Sender Freies Berlin (Anstalt öffentlichen Rechts):
„…. wir haben es immer begrüßt, unser Archiv um Ihre Fotografien bereichert zu sehen. Inzwischen werden allerdings quasi ausschließlich honorarfrei Bilder in der Abendschau verwendet. Aus diesem Grunde halten wir es für sinnvoller, dass diese Fotos wieder in Ihren Bestand übergehen.

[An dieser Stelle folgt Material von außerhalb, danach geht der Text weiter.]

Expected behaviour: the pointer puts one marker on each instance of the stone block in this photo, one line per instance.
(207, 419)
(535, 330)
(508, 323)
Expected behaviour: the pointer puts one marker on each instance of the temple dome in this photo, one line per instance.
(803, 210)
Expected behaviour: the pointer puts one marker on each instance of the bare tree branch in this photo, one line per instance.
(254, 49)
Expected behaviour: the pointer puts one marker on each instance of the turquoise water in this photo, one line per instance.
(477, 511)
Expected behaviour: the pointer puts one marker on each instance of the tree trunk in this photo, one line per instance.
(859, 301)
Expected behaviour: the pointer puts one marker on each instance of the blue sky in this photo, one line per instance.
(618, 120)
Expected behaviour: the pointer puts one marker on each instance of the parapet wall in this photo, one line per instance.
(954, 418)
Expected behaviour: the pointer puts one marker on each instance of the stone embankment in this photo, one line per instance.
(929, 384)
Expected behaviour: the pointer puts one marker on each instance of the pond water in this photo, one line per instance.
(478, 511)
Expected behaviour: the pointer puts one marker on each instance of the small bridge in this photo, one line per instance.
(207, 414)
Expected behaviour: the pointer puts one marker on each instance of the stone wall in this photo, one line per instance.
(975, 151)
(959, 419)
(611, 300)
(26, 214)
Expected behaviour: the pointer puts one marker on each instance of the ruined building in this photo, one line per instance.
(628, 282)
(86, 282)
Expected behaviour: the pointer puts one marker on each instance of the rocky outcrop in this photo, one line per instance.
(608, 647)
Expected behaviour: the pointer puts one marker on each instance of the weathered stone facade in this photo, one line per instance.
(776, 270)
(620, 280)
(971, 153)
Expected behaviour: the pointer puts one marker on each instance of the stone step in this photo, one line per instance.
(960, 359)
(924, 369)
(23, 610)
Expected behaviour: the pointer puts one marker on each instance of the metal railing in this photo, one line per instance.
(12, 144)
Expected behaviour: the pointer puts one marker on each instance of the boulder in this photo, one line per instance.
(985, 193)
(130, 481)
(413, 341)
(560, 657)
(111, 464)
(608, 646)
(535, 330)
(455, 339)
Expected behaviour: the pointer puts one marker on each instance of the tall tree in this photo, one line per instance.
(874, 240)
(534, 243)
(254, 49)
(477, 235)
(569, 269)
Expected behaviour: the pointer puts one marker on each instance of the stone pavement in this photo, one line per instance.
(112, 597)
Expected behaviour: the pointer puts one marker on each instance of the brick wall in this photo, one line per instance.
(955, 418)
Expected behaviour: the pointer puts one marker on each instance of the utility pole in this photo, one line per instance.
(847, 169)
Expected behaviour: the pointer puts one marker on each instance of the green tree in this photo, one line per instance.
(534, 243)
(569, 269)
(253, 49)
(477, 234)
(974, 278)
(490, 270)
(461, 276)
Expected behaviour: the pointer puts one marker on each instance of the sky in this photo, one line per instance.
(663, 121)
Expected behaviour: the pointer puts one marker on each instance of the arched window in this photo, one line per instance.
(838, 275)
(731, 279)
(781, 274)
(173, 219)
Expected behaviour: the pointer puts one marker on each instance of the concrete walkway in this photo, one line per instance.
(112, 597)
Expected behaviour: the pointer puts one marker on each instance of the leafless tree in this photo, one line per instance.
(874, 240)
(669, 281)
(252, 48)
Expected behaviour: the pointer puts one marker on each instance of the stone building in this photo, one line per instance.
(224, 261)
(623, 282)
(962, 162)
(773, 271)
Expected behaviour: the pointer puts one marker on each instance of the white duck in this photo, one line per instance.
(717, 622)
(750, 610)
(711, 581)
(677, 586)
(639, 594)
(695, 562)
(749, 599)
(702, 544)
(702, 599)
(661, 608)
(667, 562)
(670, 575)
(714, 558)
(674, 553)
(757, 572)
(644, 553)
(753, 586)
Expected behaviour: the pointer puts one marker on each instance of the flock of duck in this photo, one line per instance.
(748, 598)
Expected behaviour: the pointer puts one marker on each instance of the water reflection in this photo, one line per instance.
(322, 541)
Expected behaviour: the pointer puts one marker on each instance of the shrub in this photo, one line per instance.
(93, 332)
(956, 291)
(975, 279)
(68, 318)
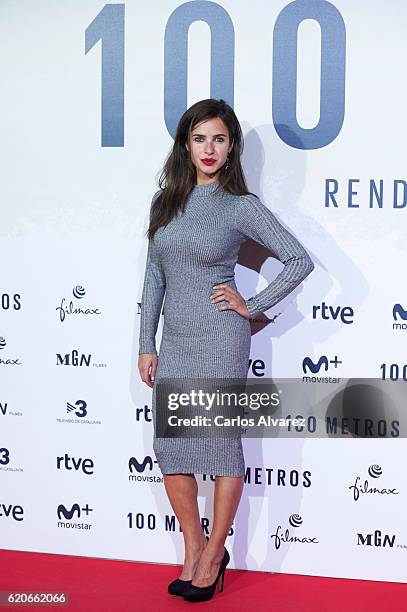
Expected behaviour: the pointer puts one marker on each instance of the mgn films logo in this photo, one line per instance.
(4, 358)
(362, 487)
(74, 517)
(378, 539)
(76, 413)
(69, 308)
(292, 533)
(325, 364)
(400, 317)
(76, 359)
(140, 471)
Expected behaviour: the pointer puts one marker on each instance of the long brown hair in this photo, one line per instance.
(178, 175)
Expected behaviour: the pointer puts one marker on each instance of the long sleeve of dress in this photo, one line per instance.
(254, 220)
(151, 300)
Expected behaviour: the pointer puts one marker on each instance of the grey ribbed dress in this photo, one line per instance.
(198, 249)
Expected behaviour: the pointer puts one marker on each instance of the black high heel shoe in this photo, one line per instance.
(177, 587)
(194, 593)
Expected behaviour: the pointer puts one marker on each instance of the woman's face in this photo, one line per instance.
(209, 146)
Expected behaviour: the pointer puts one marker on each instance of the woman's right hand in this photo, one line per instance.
(147, 366)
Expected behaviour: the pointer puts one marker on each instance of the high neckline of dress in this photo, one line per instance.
(205, 189)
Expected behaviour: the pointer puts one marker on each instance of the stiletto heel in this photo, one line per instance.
(194, 593)
(221, 581)
(178, 586)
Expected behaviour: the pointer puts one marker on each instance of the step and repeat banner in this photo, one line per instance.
(91, 97)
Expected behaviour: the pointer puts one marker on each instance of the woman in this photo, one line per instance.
(198, 220)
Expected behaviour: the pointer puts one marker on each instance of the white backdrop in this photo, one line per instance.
(77, 178)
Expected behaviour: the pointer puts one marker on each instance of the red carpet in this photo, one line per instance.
(115, 586)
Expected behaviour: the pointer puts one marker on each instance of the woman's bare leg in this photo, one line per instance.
(228, 491)
(182, 491)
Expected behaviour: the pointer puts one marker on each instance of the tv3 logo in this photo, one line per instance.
(4, 456)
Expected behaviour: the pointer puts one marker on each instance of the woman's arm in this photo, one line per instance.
(151, 300)
(254, 220)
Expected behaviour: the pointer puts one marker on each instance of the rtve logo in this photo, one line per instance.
(323, 311)
(10, 511)
(79, 465)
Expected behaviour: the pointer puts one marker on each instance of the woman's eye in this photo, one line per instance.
(199, 139)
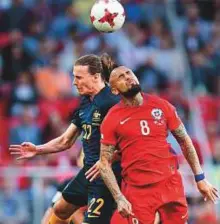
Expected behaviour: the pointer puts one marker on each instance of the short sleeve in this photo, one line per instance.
(173, 120)
(108, 131)
(76, 119)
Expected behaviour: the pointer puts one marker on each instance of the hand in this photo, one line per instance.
(26, 150)
(93, 172)
(207, 190)
(124, 206)
(116, 156)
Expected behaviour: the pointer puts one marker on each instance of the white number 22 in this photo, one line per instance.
(145, 130)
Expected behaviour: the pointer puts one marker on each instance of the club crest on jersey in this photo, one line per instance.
(96, 117)
(157, 114)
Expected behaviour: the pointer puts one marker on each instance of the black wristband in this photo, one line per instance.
(199, 177)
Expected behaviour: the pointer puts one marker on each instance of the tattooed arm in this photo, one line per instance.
(188, 149)
(205, 188)
(106, 157)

Auch große Agenturen verschicken Briefe die meist freundlich anfangen – Ullstein Bilderdienst:
„… herzlichen Dank für die gute Zusammenarbeit in den vergangenen Jahren. Wir möchten diese auch weiterhin auf einer fairen Basis fortsetzen und haben darum den Text unseres Fotografenvertrages überarbeitet ….“ Wer aber dann den 12 Punkte umfassenden Vertragstext liest, der stellt fest, dass die „fairen“ Partner alle Rechte für sich beanspruchen wollen und die Pflichten der Fotografen endlos werden.

Aber der Ärger der Freien hat damit noch lange kein Ende. YAHOO verkauft im Internet „gefundene“ Beiträge von Journalisten ohne sie am Gewinn zu beteiligen. Infos darüber unter www.nwu.org/journ/journhome.htm.

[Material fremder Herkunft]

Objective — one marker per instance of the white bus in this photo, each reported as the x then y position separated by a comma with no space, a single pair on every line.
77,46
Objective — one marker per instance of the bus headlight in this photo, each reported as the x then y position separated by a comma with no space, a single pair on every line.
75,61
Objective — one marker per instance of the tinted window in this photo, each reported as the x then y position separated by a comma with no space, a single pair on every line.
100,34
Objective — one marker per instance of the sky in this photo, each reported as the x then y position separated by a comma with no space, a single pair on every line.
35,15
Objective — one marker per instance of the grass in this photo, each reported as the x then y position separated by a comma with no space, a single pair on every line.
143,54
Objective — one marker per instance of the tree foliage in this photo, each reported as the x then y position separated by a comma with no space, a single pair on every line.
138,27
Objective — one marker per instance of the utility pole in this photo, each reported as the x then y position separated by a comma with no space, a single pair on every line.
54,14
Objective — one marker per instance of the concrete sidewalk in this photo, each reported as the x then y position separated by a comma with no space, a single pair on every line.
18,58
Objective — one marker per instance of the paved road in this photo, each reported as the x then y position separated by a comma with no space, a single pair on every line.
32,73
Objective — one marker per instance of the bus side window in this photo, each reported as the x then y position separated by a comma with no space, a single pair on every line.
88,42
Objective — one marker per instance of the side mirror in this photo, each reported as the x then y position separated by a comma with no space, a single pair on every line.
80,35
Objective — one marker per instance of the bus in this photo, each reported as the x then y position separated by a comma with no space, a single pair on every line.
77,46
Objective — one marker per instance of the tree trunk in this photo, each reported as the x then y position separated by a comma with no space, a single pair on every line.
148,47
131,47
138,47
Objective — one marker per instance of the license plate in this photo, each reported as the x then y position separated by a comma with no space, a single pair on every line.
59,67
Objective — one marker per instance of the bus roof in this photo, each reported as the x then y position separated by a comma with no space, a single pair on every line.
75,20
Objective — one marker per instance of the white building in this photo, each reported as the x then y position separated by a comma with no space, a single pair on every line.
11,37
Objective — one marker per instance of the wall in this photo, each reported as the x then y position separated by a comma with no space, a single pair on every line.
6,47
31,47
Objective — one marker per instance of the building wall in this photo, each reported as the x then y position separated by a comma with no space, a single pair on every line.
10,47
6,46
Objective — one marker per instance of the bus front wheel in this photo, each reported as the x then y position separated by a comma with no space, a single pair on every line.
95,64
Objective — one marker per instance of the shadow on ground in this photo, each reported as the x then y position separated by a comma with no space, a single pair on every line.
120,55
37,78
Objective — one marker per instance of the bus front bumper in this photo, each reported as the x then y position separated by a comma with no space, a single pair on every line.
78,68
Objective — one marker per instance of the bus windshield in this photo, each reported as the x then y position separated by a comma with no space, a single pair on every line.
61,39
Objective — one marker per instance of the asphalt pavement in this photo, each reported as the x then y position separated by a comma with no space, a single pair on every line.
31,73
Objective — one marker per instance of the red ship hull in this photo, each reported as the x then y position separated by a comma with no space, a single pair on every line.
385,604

Die Zeitschrift „Digitalvision“ titelte in der neuesten Ausgabe: Lassen Sie sich nicht (er)pressen… Gemeint sind die Fotografen mit ihren Honoraren. Im Untertitel werden 25.000 Einzelbilder zum freien Herunterladen angepriesen (www.digitalvisiononline.de). Die jeweilige Nutzung der Bilder muss dann aber doch bezahlt werden. Wie die Fotografen daran beteiligt sind, ist schwierig herauszufinden. Die Deutsche Hotline verweist auf die Zentrale in London. In der Zentrale gibt es angeblich hauptsächlich „Eigenproduktionen“. Deutsche Fotografen die von „Digitalvision“ Honorare bekommen, kann man mir nicht nennen.

Die Methoden des „Neuen Marktes“ haben aber nicht nur Auswirkungen auf die finanzielle Situation der Fotografinnen und Fotografen. Die Meinungsvielfalt und die Freiheit der Berichterstattung bleibt auch auf der Strecke. Viele Minderheitenprobleme verschwinden ganz aus den Medien, da fast nur noch Agenturware beachtet wird. Individuelle Betrachtungen jenseits des Mainstream sind zu aufwendig und mithin überflüssig.

Die Hoffnungen, die wir auf das Internet und auf die Onlinedienste gesetzt haben, sind gründlich enttäuscht worden. Dieser Markt ist so gut wie nicht existent. Bei der letzten Konferenz des Bundesverbandes der Pressebildagenturen (BVPA) zu den Honorarempfehlungen der Mittelstandsgemeinschaft Foto-Marketingwurde (MFM) sogar überlegt, ob diese Sparte Mangels praktischer Nutzung nicht ganz aus den Richtlinien verschwinden kann. Onlinedienste haben freien Fotografen Honorare von 5 Euro pro Nutzung angeboten. Die meisten Agenturen räumen den Printmedien eine kostenfreie Onlinenutzung ihrer Bilder und Texte ein, womit Zukäufe von Freien Mitarbeitern selten werden. In der Hoffung auf bessere Zeiten sind die Onlinenutzungen aber in den MFM-Honorarempfehlungen verblieben.

Vergütungsforderungen für Foto und Zeilenhonorare sind einsehbar bei Mediafon, dem ver.di-Beratungsnetz für Selbstständige in den Medienberufen, unter www.mediafon.net.